China’s smiling angel: Small victory for Yangtze River porpoise is big wave to take endangered species forward
- Conservationists hail a slowing decline in numbers of the aquatic mammal
- Human activity has played a part in fate of porpoise population

Conservationists say there are signs of hope for the Yangtze finless porpoise, the only aquatic mammal left in China’s longest river, after years of attrition from pollution, overfishing, hydroelectric dams and shipping traffic.
An oxbow lake along the middle reaches of the Yangtze River is a focus for efforts to save the aquatic mammal population, put at 1,012 by the government last year.

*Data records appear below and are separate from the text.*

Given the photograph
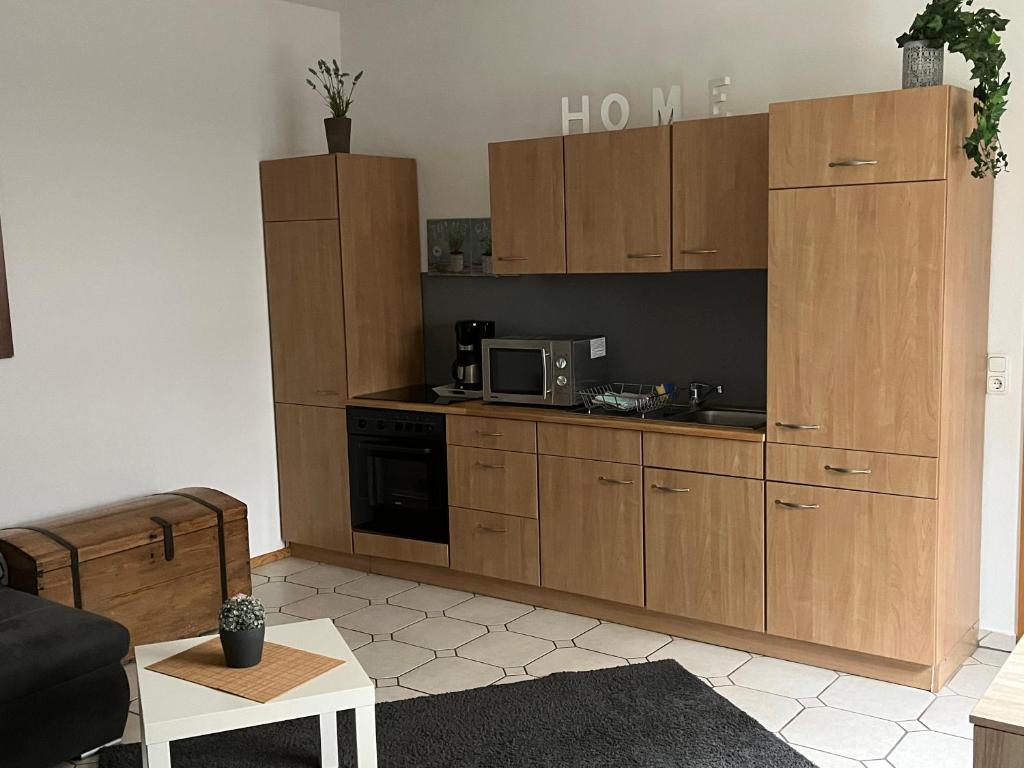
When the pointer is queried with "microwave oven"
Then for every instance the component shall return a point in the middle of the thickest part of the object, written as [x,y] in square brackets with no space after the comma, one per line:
[543,371]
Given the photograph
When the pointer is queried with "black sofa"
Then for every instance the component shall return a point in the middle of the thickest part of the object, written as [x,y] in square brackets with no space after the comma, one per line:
[62,689]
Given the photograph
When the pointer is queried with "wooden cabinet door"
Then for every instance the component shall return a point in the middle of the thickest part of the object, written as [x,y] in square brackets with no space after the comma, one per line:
[312,473]
[307,326]
[617,201]
[854,316]
[527,206]
[705,547]
[592,528]
[720,193]
[852,569]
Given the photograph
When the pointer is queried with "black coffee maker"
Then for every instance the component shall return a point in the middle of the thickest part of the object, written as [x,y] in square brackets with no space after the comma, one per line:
[468,367]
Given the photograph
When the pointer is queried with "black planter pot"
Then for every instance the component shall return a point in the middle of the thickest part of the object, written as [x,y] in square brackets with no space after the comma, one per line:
[243,648]
[339,134]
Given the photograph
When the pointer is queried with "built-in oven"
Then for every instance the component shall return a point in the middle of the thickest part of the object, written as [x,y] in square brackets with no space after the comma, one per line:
[398,473]
[543,371]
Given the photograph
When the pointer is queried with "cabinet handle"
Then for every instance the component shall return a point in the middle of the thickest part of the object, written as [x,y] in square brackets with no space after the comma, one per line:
[794,505]
[847,470]
[670,489]
[489,529]
[614,481]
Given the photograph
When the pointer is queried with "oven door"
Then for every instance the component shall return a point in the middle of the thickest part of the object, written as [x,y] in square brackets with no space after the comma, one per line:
[517,371]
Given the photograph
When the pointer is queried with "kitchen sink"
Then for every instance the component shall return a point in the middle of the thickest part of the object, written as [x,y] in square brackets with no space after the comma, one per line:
[726,418]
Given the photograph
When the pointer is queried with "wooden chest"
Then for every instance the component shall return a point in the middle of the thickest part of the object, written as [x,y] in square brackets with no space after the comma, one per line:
[161,564]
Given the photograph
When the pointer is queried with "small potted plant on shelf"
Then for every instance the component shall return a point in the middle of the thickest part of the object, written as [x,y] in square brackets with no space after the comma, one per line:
[975,34]
[331,80]
[243,625]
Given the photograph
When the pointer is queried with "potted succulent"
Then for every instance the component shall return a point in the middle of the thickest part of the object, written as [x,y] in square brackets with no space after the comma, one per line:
[331,87]
[975,34]
[243,625]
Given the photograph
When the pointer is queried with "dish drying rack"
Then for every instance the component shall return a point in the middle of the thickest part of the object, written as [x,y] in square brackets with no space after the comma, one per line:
[627,398]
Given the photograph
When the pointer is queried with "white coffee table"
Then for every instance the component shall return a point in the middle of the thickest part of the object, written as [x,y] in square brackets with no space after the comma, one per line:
[173,709]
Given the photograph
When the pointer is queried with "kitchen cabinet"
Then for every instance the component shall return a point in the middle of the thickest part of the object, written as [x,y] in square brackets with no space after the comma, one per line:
[617,201]
[705,547]
[527,206]
[720,193]
[854,316]
[852,569]
[592,528]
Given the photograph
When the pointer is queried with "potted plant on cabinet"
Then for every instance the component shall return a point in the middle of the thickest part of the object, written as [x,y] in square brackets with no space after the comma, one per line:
[975,34]
[243,626]
[332,80]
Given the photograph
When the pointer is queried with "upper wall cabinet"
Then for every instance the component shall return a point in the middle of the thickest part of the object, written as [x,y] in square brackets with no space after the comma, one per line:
[720,193]
[527,206]
[861,139]
[617,207]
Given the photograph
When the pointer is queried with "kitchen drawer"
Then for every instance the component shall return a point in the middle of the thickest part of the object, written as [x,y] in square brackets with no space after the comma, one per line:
[504,434]
[600,443]
[499,546]
[502,481]
[856,470]
[863,139]
[712,455]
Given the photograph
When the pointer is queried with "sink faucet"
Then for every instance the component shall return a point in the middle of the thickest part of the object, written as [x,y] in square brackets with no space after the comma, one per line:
[699,392]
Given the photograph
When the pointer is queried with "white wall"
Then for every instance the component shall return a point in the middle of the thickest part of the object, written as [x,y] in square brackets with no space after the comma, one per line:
[130,135]
[444,78]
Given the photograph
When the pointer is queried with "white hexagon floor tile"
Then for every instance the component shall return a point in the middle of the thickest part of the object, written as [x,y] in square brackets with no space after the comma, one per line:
[625,642]
[572,659]
[950,715]
[443,675]
[877,698]
[380,620]
[771,711]
[429,598]
[275,594]
[506,649]
[440,634]
[702,659]
[846,733]
[389,659]
[326,577]
[784,678]
[375,587]
[928,750]
[329,605]
[552,625]
[488,610]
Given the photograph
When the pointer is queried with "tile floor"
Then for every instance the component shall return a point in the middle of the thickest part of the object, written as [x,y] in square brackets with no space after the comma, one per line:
[416,639]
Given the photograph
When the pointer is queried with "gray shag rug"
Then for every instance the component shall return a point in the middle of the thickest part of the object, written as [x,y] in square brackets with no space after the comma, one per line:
[652,715]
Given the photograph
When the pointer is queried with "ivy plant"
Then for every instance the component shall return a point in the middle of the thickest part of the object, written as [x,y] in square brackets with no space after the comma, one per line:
[975,35]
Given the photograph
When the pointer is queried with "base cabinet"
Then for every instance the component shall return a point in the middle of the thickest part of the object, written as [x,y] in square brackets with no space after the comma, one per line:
[592,528]
[705,547]
[852,569]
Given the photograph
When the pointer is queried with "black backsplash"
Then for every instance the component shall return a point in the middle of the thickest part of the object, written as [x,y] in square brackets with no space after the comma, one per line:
[677,328]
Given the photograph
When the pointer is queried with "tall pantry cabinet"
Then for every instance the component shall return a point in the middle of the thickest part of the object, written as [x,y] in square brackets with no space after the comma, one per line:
[878,307]
[341,236]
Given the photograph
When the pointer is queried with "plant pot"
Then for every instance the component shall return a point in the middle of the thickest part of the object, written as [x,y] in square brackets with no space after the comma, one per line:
[243,648]
[339,134]
[922,65]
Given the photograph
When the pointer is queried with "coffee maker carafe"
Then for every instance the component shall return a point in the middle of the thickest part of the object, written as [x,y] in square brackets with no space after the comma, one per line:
[468,367]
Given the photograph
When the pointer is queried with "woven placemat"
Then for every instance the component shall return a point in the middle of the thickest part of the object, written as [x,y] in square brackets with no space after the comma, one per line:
[281,670]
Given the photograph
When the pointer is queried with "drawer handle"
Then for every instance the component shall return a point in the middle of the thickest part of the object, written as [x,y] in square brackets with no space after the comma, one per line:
[614,481]
[489,529]
[794,505]
[847,470]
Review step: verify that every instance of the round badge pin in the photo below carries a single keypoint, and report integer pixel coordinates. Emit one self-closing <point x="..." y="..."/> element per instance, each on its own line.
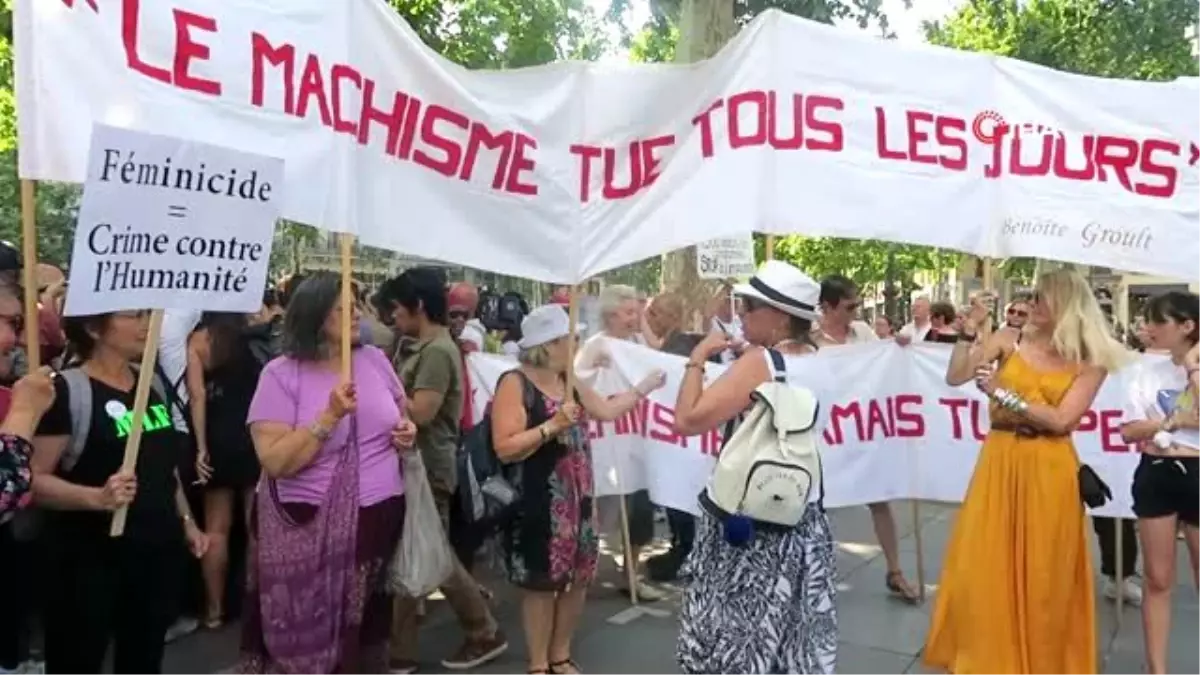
<point x="115" y="410"/>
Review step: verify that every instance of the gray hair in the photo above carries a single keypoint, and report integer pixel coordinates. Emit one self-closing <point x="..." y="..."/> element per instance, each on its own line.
<point x="612" y="297"/>
<point x="534" y="357"/>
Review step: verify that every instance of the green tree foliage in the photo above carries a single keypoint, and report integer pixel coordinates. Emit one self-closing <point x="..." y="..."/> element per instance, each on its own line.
<point x="865" y="262"/>
<point x="1125" y="39"/>
<point x="57" y="203"/>
<point x="507" y="34"/>
<point x="655" y="40"/>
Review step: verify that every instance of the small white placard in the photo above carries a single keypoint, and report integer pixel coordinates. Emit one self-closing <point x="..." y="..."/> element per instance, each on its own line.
<point x="726" y="258"/>
<point x="171" y="223"/>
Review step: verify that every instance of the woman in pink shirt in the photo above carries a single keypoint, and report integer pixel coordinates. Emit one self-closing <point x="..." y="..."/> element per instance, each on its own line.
<point x="330" y="507"/>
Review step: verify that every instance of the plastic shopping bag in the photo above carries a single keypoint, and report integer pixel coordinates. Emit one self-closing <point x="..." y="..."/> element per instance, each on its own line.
<point x="423" y="560"/>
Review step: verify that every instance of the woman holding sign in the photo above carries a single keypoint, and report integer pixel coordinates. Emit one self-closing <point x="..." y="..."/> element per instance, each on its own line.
<point x="329" y="512"/>
<point x="1163" y="416"/>
<point x="119" y="590"/>
<point x="1017" y="586"/>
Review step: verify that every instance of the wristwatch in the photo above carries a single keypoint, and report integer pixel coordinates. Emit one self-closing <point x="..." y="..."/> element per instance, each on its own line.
<point x="319" y="431"/>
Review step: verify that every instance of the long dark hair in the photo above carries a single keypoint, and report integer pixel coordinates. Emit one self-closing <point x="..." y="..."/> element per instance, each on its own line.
<point x="1177" y="306"/>
<point x="226" y="332"/>
<point x="304" y="323"/>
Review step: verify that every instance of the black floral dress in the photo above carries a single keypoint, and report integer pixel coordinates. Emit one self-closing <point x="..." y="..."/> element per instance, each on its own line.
<point x="552" y="543"/>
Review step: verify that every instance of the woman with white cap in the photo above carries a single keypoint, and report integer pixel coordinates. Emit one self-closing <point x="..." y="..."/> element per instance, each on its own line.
<point x="762" y="605"/>
<point x="551" y="545"/>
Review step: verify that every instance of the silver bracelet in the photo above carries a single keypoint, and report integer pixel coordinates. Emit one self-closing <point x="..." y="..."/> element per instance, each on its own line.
<point x="1009" y="401"/>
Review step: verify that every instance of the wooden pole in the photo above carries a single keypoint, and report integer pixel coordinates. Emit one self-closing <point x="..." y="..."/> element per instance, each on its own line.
<point x="1119" y="544"/>
<point x="348" y="299"/>
<point x="141" y="398"/>
<point x="29" y="272"/>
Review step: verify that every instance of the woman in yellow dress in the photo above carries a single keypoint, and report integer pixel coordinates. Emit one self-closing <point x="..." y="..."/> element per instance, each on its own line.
<point x="1015" y="595"/>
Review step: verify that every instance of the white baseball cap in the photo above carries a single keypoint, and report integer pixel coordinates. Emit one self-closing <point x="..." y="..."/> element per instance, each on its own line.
<point x="546" y="324"/>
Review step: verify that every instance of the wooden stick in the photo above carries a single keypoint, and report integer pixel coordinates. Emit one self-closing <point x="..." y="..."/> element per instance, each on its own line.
<point x="628" y="544"/>
<point x="141" y="398"/>
<point x="918" y="542"/>
<point x="348" y="299"/>
<point x="29" y="270"/>
<point x="1119" y="543"/>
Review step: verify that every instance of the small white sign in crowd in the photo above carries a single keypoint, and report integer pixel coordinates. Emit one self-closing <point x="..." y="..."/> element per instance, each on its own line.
<point x="172" y="223"/>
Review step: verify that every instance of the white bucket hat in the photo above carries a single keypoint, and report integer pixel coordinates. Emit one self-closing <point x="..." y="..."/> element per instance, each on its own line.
<point x="546" y="324"/>
<point x="784" y="287"/>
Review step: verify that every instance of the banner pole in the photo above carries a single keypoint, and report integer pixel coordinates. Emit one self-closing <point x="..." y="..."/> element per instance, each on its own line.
<point x="29" y="272"/>
<point x="348" y="299"/>
<point x="141" y="398"/>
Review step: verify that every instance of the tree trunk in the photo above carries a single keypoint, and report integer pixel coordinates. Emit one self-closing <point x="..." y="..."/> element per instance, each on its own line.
<point x="705" y="27"/>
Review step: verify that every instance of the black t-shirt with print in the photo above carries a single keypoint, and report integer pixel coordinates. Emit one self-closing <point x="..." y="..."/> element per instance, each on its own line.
<point x="153" y="515"/>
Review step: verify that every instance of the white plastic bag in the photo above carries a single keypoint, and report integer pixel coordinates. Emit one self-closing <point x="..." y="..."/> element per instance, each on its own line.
<point x="423" y="560"/>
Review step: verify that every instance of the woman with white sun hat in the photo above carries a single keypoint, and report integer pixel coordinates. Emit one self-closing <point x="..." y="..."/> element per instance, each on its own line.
<point x="762" y="602"/>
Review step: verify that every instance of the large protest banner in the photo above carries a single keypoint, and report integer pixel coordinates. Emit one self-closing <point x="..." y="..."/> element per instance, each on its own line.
<point x="562" y="172"/>
<point x="893" y="429"/>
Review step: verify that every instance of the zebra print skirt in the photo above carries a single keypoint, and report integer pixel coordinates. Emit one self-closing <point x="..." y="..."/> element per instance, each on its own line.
<point x="763" y="609"/>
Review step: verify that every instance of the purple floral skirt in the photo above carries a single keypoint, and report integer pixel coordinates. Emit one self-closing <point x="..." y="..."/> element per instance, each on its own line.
<point x="365" y="639"/>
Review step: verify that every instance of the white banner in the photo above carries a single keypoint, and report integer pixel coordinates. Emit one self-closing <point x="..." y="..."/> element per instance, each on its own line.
<point x="562" y="172"/>
<point x="893" y="429"/>
<point x="169" y="223"/>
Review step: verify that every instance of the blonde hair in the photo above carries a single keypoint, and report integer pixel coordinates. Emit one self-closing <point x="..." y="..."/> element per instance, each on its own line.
<point x="1081" y="332"/>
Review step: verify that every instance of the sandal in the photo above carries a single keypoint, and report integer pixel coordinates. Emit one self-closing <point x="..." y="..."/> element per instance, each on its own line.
<point x="899" y="587"/>
<point x="558" y="668"/>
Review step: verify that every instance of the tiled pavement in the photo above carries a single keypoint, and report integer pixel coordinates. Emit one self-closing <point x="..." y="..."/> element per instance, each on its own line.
<point x="879" y="635"/>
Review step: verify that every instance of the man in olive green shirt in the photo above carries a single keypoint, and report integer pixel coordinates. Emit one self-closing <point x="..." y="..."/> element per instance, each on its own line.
<point x="432" y="374"/>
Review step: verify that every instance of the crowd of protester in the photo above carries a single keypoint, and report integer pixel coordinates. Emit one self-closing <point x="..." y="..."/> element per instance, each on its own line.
<point x="270" y="491"/>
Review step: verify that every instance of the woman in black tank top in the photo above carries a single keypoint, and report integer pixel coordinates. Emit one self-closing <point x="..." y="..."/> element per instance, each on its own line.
<point x="222" y="375"/>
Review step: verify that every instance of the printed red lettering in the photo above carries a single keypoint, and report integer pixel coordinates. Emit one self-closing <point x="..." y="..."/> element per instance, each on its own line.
<point x="312" y="85"/>
<point x="651" y="159"/>
<point x="755" y="103"/>
<point x="613" y="191"/>
<point x="263" y="55"/>
<point x="189" y="49"/>
<point x="838" y="414"/>
<point x="755" y="119"/>
<point x="393" y="120"/>
<point x="436" y="139"/>
<point x="834" y="141"/>
<point x="521" y="166"/>
<point x="339" y="76"/>
<point x="909" y="423"/>
<point x="955" y="408"/>
<point x="931" y="139"/>
<point x="587" y="154"/>
<point x="1143" y="167"/>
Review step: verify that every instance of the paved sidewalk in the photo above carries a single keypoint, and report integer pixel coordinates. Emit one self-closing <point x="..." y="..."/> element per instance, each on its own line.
<point x="879" y="635"/>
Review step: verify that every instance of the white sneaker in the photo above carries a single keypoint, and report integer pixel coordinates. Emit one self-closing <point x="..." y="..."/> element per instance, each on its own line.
<point x="647" y="593"/>
<point x="1128" y="589"/>
<point x="181" y="628"/>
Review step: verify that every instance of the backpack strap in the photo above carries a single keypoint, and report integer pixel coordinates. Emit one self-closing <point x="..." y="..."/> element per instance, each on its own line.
<point x="777" y="365"/>
<point x="79" y="407"/>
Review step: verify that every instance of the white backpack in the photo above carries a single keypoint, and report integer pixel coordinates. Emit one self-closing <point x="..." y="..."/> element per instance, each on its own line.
<point x="771" y="465"/>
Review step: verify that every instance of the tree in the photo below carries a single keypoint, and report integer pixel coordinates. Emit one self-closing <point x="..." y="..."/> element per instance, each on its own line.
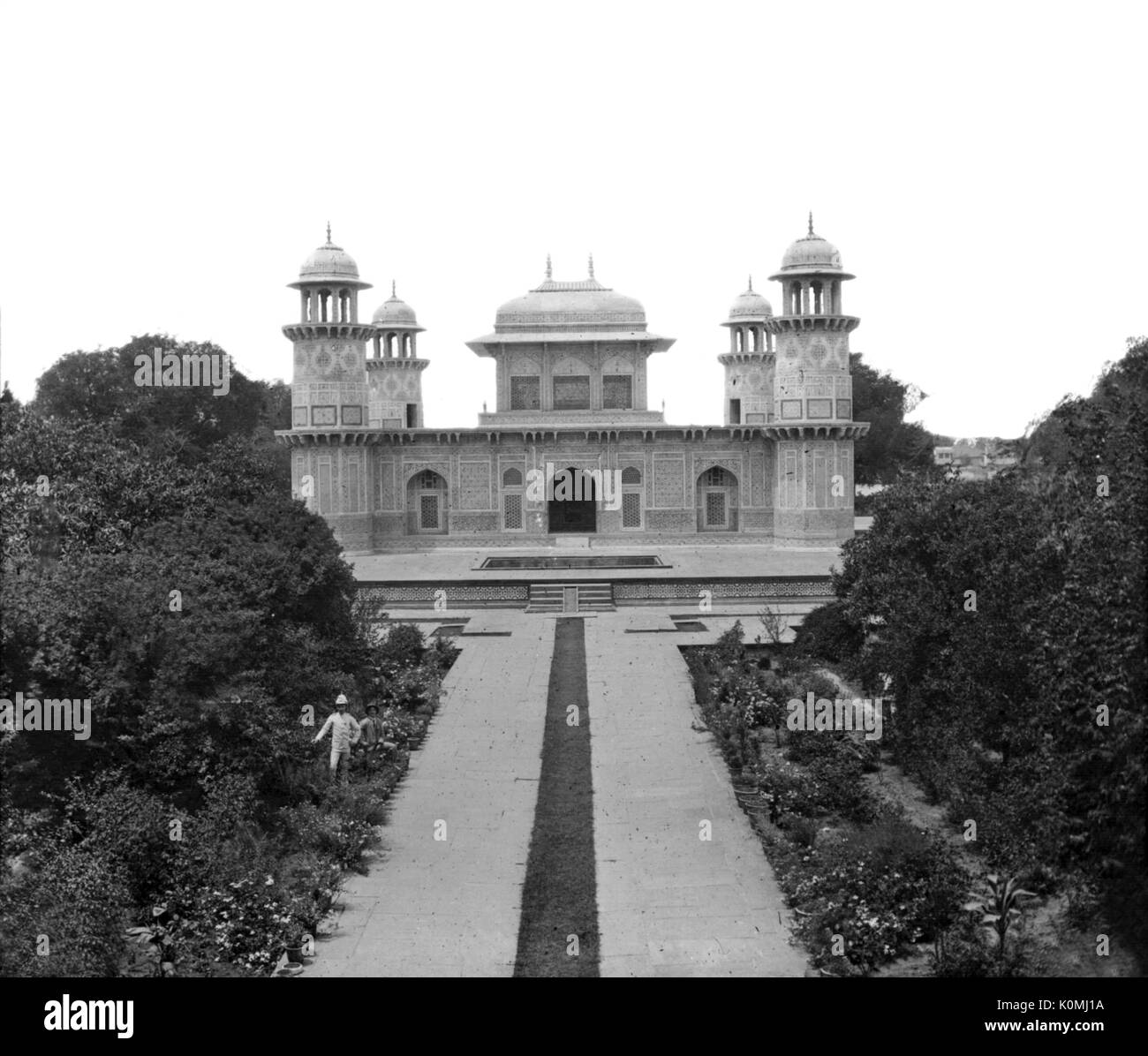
<point x="892" y="444"/>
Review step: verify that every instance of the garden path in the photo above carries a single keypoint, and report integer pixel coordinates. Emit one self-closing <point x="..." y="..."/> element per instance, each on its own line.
<point x="450" y="907"/>
<point x="669" y="902"/>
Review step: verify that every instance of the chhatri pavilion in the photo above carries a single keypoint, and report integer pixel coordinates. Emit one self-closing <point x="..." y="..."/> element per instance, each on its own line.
<point x="570" y="363"/>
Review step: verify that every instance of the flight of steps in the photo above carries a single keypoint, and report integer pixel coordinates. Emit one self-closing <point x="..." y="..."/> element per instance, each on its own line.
<point x="570" y="597"/>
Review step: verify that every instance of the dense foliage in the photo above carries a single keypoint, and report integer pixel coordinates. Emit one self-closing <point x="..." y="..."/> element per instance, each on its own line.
<point x="862" y="882"/>
<point x="1007" y="618"/>
<point x="155" y="563"/>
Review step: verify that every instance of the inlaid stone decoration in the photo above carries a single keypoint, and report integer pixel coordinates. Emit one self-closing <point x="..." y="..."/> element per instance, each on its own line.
<point x="569" y="389"/>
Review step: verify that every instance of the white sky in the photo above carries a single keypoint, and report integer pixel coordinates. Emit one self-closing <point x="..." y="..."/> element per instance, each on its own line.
<point x="979" y="165"/>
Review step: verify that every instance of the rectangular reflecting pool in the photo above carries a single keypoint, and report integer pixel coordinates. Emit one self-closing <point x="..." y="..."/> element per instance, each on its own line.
<point x="588" y="562"/>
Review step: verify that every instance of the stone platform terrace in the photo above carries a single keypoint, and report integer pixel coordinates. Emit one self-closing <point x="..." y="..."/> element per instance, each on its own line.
<point x="678" y="562"/>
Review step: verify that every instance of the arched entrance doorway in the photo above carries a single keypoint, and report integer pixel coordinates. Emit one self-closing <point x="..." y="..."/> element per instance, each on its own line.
<point x="716" y="501"/>
<point x="572" y="503"/>
<point x="426" y="504"/>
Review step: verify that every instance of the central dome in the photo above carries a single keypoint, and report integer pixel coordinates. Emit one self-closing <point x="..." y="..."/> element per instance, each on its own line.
<point x="585" y="305"/>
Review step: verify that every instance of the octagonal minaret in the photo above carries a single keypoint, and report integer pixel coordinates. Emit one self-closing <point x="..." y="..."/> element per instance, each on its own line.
<point x="395" y="371"/>
<point x="813" y="397"/>
<point x="750" y="360"/>
<point x="329" y="395"/>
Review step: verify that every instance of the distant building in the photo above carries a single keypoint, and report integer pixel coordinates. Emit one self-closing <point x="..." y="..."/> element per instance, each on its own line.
<point x="570" y="362"/>
<point x="977" y="458"/>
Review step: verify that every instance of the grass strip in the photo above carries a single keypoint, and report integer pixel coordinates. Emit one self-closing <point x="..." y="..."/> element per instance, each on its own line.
<point x="559" y="895"/>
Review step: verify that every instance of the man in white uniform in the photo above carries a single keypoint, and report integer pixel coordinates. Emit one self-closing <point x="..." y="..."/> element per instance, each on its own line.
<point x="344" y="731"/>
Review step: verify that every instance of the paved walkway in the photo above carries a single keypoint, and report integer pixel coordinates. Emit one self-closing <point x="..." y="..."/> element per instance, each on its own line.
<point x="451" y="907"/>
<point x="670" y="903"/>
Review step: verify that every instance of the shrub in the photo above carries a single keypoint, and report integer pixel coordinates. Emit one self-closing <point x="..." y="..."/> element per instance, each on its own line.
<point x="879" y="887"/>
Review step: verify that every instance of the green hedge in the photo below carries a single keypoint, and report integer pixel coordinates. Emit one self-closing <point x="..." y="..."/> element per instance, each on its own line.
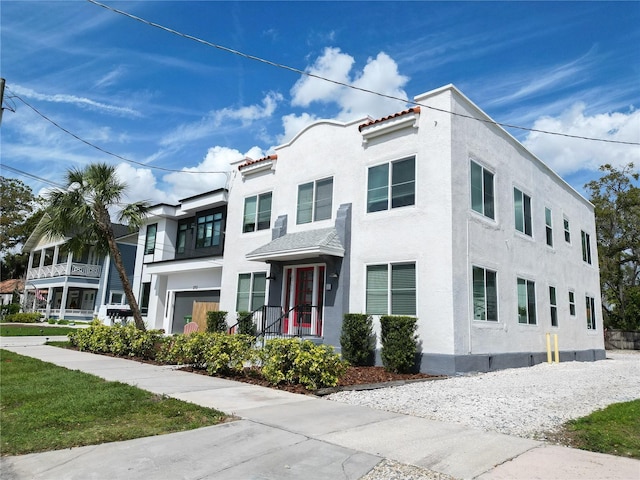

Porpoise numbers fell by nearly half from 2006-2012 to an estimated 1,040. But the rate of decline has slowed markedly since then, suggesting that conservation measures may be effective.
Glimpses of the Yangtze finless porpoise, known in Chinese as the “smiling angel” for its perma-grin, are rare. But introduction of porpoise to several conservation areas off the busy river meant, researchers said, that its numbers were increasing.
About 30 to 40 porpoise were taken to the Tianezhou Oxbow Nature Reserve in central China’s Hubei province, a curving lake linked to the Yangtze by a stream, in the early 1990s. There are now about 80.
“We found out animals cannot only survive but also reproduce naturally and successfully at Tianezhou. That’s very encouraging,” said Wang Ding, 60, a porpoise expert with the Chinese Academy of Sciences.